Rotes Kreuz: Wo sind die Alternativen?

Fällt die Wehrpflicht, fällt der Zivildienst. Arbeitet die Politik an umsetzbaren Alternativen?

Wien (OTS/ÖRK) - 2010 hat sich jeder dritte taugliche Stellungspflichtige für den Zivildienst entschieden. Die Gesamtzahl der Zivildienstleistenden hat sich in den vergangenen zehn Jahren von 6.300 auf 13.100 mehr als verdoppelt.
"Ganz offensichtlich ist es für junge Männer attraktiv, sich sozial zu engagieren - wichtig für die Zivilgesellschaft ist es allemal", stellt Rotkreuz-Präsident Fredy Mayer fest. "Die überwiegende Mehrheit der Zivildiener ist mit großem Engagement und mit großem Einfühlungsvermögen bei der Sache. Aus vielen Gesprächen mit diesen Mitarbeitern weiß ich, dass sie ihre Tätigkeit als sinnstiftend und persönlichkeitsfördernd erleben." Mit rund 4.000 Zivildienern ist das Österreichische Rote Kreuz die größte Trägerorganisation.
"Als humanitäre Organisation mischen wir uns nicht in politische Entscheidungen ein, wie unser Staat die Landesverteidigung sicherstellt", so Mayer. "Geht es jedoch um die Sicherstellung unseres Gesundheits- und Sozialsystems, darf sich das Rote Kreuz nicht nur einmischen, es muss sich sogar zu Wort melden." Der Zivildienst ist zu einer tragenden Säule unseres Sozialsystems geworden. "Dieses Faktum gerät in der Diskussion rund um die Abschaffung der Wehrpflicht ins Hintertreffen", ist Mayer besorgt. "Wann präsentiert die Politik praktikable Alternativen?"

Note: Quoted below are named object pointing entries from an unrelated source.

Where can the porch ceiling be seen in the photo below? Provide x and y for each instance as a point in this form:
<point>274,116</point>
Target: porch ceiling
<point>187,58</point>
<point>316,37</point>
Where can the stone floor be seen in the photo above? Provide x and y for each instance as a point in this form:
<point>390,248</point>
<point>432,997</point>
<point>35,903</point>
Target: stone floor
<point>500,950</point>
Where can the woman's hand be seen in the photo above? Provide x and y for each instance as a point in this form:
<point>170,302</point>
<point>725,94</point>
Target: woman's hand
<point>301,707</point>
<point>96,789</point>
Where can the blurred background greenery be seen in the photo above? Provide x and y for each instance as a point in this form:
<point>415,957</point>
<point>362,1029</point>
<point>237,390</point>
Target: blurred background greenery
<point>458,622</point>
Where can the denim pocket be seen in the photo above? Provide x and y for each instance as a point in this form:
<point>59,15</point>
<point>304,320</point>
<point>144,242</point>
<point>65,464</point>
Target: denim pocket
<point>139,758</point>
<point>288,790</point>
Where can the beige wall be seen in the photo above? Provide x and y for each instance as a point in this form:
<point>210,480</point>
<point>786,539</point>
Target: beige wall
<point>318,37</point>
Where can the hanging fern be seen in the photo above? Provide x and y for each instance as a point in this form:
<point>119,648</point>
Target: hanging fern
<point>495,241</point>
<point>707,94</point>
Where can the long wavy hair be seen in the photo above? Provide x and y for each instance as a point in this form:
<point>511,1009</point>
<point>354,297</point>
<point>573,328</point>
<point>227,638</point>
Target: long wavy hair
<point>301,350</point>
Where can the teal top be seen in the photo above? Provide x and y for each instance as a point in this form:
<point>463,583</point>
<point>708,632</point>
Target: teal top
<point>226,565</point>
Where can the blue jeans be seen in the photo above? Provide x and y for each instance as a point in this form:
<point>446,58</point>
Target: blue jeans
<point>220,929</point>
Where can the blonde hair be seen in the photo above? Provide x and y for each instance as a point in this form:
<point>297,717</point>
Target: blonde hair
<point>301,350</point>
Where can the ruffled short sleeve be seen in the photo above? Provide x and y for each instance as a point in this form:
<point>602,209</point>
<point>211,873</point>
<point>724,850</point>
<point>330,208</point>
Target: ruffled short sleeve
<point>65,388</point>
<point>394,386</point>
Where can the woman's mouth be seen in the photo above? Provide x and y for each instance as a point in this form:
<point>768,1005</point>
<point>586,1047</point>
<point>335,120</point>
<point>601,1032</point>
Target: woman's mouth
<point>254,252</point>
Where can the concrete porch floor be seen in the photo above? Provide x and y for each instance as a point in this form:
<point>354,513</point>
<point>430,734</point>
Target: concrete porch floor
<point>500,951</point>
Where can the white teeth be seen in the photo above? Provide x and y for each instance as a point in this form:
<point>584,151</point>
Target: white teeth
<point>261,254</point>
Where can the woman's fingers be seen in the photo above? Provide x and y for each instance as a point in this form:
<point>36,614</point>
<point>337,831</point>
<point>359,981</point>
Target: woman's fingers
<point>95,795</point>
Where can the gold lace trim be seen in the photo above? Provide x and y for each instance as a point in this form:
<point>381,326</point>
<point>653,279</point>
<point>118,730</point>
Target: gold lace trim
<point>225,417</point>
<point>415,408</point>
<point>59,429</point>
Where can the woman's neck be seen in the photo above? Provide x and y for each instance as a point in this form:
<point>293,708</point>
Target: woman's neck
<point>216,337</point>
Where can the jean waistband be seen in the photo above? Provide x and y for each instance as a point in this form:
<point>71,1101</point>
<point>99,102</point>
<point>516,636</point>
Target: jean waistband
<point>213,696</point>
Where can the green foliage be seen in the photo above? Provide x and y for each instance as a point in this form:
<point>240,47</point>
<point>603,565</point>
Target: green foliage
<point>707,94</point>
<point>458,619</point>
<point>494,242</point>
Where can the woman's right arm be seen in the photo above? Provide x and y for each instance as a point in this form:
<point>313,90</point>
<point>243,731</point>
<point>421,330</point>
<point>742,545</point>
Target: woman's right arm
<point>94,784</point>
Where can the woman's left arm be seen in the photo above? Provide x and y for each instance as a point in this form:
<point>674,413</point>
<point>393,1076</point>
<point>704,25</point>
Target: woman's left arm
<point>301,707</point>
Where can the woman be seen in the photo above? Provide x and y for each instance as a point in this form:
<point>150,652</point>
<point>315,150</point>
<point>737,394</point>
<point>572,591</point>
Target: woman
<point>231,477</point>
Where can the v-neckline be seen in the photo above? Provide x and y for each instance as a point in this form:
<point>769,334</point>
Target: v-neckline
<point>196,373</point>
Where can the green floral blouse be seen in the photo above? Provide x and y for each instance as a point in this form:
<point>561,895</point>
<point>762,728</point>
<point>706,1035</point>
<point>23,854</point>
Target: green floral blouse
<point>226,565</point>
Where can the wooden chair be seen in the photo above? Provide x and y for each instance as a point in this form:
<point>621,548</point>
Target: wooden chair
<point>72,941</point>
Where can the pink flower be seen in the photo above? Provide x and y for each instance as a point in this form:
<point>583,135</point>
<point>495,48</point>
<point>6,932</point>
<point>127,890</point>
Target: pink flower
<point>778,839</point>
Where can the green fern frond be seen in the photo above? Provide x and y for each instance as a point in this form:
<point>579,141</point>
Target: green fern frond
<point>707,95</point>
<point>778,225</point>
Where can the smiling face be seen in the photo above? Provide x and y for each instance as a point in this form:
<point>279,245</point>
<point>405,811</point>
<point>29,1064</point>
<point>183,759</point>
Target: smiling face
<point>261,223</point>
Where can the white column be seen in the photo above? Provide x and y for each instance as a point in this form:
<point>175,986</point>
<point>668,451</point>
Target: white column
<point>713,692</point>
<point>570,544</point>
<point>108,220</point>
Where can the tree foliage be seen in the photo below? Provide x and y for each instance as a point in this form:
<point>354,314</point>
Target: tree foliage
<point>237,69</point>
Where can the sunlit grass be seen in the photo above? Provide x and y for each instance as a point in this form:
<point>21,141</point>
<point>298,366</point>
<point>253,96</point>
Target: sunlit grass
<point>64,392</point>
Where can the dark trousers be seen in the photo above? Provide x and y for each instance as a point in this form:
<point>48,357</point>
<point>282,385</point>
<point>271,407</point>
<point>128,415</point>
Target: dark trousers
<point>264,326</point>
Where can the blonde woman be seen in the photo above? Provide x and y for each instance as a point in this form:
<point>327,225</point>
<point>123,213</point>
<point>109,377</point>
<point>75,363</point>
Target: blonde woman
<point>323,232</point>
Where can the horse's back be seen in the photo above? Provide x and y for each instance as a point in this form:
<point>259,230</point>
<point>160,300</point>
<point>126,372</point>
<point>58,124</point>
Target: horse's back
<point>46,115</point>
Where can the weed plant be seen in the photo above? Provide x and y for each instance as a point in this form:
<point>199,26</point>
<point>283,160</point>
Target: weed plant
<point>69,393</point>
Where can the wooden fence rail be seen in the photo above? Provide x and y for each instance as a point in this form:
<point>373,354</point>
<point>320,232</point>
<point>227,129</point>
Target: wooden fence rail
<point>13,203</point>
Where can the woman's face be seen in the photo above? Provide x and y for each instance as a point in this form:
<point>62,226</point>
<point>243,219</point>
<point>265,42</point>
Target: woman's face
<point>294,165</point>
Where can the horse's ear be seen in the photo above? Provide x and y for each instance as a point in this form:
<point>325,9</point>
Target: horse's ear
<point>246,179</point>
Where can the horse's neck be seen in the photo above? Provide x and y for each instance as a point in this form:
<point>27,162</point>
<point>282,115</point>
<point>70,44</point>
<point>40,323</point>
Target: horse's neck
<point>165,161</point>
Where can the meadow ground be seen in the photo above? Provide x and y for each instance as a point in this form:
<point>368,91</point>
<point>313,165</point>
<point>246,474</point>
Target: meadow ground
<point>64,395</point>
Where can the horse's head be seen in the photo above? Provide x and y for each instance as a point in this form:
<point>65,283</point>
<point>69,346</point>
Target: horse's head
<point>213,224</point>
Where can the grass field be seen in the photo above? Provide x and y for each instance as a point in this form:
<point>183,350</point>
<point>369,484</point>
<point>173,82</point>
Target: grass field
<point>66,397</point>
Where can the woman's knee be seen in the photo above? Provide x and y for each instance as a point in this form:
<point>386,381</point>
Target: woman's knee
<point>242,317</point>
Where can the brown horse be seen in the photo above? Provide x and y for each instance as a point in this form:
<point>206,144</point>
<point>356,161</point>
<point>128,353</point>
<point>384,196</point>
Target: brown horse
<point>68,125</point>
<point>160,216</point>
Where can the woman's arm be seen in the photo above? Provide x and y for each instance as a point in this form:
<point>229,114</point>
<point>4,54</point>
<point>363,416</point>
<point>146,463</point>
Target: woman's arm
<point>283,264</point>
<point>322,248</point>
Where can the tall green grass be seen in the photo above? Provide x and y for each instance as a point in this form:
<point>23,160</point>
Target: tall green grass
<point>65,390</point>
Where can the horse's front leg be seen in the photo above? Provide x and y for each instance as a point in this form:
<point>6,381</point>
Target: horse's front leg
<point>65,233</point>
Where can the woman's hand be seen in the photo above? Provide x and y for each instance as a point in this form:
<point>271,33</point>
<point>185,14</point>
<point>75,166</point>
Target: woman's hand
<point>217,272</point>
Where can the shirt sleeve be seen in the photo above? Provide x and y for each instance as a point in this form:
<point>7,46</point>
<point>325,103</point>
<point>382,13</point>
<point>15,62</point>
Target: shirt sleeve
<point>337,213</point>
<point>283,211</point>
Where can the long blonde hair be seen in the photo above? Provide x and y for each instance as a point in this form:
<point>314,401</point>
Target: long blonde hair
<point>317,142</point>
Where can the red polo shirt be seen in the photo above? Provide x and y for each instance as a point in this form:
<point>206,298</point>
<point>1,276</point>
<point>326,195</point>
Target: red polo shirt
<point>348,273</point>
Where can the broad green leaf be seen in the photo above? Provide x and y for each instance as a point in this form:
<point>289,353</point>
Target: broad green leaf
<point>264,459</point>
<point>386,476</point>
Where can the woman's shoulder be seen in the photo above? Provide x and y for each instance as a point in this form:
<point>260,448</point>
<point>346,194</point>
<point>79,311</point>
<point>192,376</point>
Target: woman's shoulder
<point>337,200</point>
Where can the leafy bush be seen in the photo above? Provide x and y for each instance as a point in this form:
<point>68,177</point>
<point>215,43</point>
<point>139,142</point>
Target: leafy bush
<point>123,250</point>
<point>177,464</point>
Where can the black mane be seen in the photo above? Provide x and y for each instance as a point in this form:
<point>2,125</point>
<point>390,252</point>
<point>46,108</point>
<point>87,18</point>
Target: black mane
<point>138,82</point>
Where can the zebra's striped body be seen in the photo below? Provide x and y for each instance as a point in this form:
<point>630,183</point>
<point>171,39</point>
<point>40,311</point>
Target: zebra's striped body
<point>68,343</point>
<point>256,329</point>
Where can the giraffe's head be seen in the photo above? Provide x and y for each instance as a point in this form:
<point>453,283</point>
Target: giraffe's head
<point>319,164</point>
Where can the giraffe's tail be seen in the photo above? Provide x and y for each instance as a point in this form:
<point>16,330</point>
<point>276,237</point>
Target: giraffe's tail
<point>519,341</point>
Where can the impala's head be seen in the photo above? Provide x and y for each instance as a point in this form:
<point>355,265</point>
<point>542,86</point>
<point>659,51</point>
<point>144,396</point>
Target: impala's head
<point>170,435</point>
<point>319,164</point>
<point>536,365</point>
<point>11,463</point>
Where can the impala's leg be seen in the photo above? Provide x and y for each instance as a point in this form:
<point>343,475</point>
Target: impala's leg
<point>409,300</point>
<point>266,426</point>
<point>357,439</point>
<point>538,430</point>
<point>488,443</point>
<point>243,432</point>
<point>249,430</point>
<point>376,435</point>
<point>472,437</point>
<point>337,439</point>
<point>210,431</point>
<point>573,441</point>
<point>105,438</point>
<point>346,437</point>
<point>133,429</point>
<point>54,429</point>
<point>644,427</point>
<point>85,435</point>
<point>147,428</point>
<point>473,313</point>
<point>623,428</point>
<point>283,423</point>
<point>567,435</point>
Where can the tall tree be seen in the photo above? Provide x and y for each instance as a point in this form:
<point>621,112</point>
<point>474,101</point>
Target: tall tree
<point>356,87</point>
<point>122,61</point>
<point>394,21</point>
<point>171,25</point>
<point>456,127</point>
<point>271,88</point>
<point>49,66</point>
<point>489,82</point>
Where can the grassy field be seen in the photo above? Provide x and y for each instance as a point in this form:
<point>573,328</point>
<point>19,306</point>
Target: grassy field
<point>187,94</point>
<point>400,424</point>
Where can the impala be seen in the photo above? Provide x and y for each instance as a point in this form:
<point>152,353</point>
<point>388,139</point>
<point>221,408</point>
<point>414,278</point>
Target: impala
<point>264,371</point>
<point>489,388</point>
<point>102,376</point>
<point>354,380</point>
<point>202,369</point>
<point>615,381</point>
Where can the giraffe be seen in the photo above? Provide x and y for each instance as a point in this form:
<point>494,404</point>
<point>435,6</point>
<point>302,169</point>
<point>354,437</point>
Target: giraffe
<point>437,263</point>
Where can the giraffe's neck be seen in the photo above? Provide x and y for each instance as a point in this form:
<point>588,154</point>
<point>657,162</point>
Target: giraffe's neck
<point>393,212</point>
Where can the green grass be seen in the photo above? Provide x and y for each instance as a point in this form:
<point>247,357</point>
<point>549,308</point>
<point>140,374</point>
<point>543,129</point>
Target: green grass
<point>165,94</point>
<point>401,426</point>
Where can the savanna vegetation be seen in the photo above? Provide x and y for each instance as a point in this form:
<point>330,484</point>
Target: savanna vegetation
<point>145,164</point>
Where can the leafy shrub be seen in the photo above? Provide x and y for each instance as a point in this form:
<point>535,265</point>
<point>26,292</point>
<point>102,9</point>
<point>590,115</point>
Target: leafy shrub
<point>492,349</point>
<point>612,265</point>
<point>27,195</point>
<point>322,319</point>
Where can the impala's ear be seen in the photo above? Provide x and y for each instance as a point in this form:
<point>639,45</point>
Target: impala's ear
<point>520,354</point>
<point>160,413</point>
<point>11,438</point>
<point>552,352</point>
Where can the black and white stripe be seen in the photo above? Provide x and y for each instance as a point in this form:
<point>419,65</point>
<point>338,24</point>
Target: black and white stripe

Vier Szenarien böten sich für eine Ära ohne Zivildienst an.

  • Ersatz durch hauptberufliche Arbeitskräfte. Das würde das Sozialsystem erheblich verteuern.
  • Ersatz durch Freiwillige. Dazu müsste freiwilliges Engagement massiv attraktiviert werden (z.B. durch steuerliche Absetzbarkeit dieser Zeitspende). Selbst dann wäre es nicht gesichert, die 13.100 Zivildiener ersetzen zu können.
  • Verpflichtender Sozialdienst. Ist rechtlich nicht unumstritten.

"Das Österreichische Rote Kreuz ist gerne bereit, den Entscheidungsträgern mit seiner Expertise zur Seite zu stehen und -ohne Denkverbote - unterschiedliche Modelle zu diskutieren", sagt Mayer. "Denn werden nicht rechtzeitig Alternativen entwickelt, stehen wir vor Szenario vier: dem ersatzlosen Auslaufen des Zivildienstes. Ein solch radikaler Einschnitt in unser Gesundheits- und Sozialsystem kann nicht im Interesse der Menschen in unserem Land sein."